La Charte des Droits Fondamentaux de l’UE fête son vingtième anniversaire le 7 décembre 2020. Elle fut en effet signée et proclamée par les Présidents du Parlement, du Conseil et de la Commission à l’occasion du Conseil européen de Nice le 7 décembre 2000.
Elle devait être ensuite annexée en 2007 au Traité de Lisbonne et devenir ainsi - au même titre que le Traité lui-même - un source de droit primaire de l’UE, revêtant ainsi un caractère proprement constitutionnel.
Un précédent réussi
Si le contenu de la Charte et le rôle qu’elle a joué au sein de l’Union ont fait l’objet de nombreuses études, la méthode très novatrice utilisée pour sa rédaction mérite aussi d’être relevée.

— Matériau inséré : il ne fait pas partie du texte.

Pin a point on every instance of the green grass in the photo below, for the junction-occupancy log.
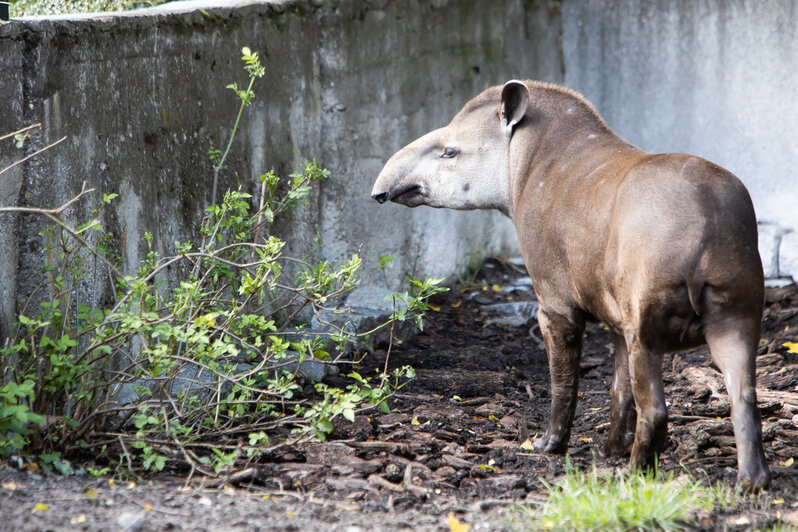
(637, 501)
(27, 8)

En effet, le modèle de “Convention” inventé à cette occasion est directement à l’origine de celui utilisé par la deuxième Convention qui rédigea le projet de Constitution de 2003 sous la Présidence de Valéry Giscard d’Estaing ainsi qu’à la création, par le Traité de Lisbonne en 2007, de la "Convention chargée de la préparation de la révision des Traités"(article 48§3 TUE).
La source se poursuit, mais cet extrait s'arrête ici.